Monday, October 26, 2009

Dinamika menuju pasar bebas, tak bisa dibendung tapi bisa berkelit

UMKM SEKARANG BELUM SIAP

Oleh Galih Kurniawan

JOGJA:Gaung pasar bebas agaknya semakin keras beberapa waktu belakangan. Pola yang dianggap sebagai bagian dari integrasi ekonomi antar bangsa ini, oleh beberapa pihak dianggap perlu untuk segera dilakukan. Salah satu alasan yang sering mengemuka adalah “keseimbangan” transaksi, yang harus membuka diri satu sama lain untuk mendapatkan benefit.

Mengutip pernyataan, Ketua API DIY, Jadin C Jamaludin, konsisi UMKM saat ini belumlah siap menghadapi era pasar bebas. Menurutnya kondisi UMKM saat ini hanya sebatas image saja, karena ideologi soal UMKM dari pemerintah tidak jelas mengarah ke mana. “UMKM ini kan terbentuk dari masyarakat kecil, mereka yang tidak terserap ke sektor formal akhirnya beralih ke sektor in formal. Yang harus dilakukan justru adalah penguatan dari bawah, internal UMKM. Globalisasi mungkin tak bisa dibendung tapi kita bisa berkelit, tinggal bagaimana pemerintah,” tegasnya.

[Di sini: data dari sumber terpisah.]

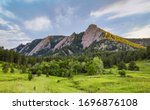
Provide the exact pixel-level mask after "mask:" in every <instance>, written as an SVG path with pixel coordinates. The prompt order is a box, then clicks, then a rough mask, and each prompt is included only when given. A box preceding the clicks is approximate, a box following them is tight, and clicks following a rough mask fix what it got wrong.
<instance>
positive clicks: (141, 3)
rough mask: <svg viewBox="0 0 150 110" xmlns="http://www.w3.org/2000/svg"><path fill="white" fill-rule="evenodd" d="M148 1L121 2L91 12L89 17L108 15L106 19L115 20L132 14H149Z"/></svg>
mask: <svg viewBox="0 0 150 110" xmlns="http://www.w3.org/2000/svg"><path fill="white" fill-rule="evenodd" d="M149 7H150V0H121V1H118V2H115V3H113V4H111V5H109V6H106V7H104V8H100V9H98V10H95V11H91V13H90V16H94V17H101V16H103V15H108V14H109V15H110V16H109V17H108V19H116V18H121V17H125V16H129V15H134V14H144V13H150V8H149Z"/></svg>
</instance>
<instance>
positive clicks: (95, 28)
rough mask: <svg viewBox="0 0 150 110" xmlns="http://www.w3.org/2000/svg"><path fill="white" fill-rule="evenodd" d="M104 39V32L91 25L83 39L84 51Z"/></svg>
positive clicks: (88, 28)
mask: <svg viewBox="0 0 150 110" xmlns="http://www.w3.org/2000/svg"><path fill="white" fill-rule="evenodd" d="M102 39H103V36H102V31H101V30H100V29H99V28H98V27H97V26H96V25H95V24H91V25H90V26H89V27H88V28H87V30H86V31H85V33H84V35H83V37H82V45H83V49H85V48H88V47H89V46H90V45H91V44H92V43H93V42H94V41H97V42H98V41H100V40H102Z"/></svg>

Ia mencontohkan bagaimana awalnya dulu China banyak diklaim sebagai penjiplak, namun pemerintahnya benar-benar melakukan penguatan masyarakat bawah. “Ibaratnya kita tertinggal 20 tahun dari negara maju, mindset UMKM harus diubah ke yang sebenarnya. Perbankan juga saya kira terlalu cepat melakukan independensi,”.

Daya saing
Hal yang agak ambigu justru diungkapan Kepala Pusat Studi Asia Pasifik UGM, Sri Adiningsih, karena posisi dukungannya yang belum bisa “ditegaskan”. Ia mengatakan, dari hasil penelitiannya di tahun 2007, ada wilayah yang justru beralih menjadi pedagang dari sebelumnya produsen. “Penelitian tahun 2007 di Surakarta, khususnya untuk produk tekstil, banyak produsen yang berubah haluan menjadi pedagang, jumlahnya sekitar 20%,”. Menurut dia hal itu disebabkan karena daya saing produknya yang rendah, kalah dengan produk impor dari China. “Mereka banyak yang yang memilih impor produk dari China, karena untuk produksi sendiri justru perlu biaya lebih mahal dan berisiko,” timpalnya.

Namun begitu ia juga mengungkapkan, jika memang ke depan masa depan APEC mengarah ke free trade area, prospek bisnis Indonesia kesempatannya makin besar, meski persaingan juga makin ketat. “Dari studi kita di Cilegon tahun 2008, ternyata FDI (Foreign Direct Investment) khususnya bidang kimia dan farmasi secara umum memberikan keuntungan bagi ekonomi. Yakni dalam hal nilai tambah dan penyediaan lapangan kerja,”. Ia juga memaparkan, hasil studinya yang terakhir di Cilacap memperlihatkan, ekonomi APEC merupakan tujuan penting dari TKI dan TKW. Nah lho...jadi liberalisasi didukung atau ditolak bu?????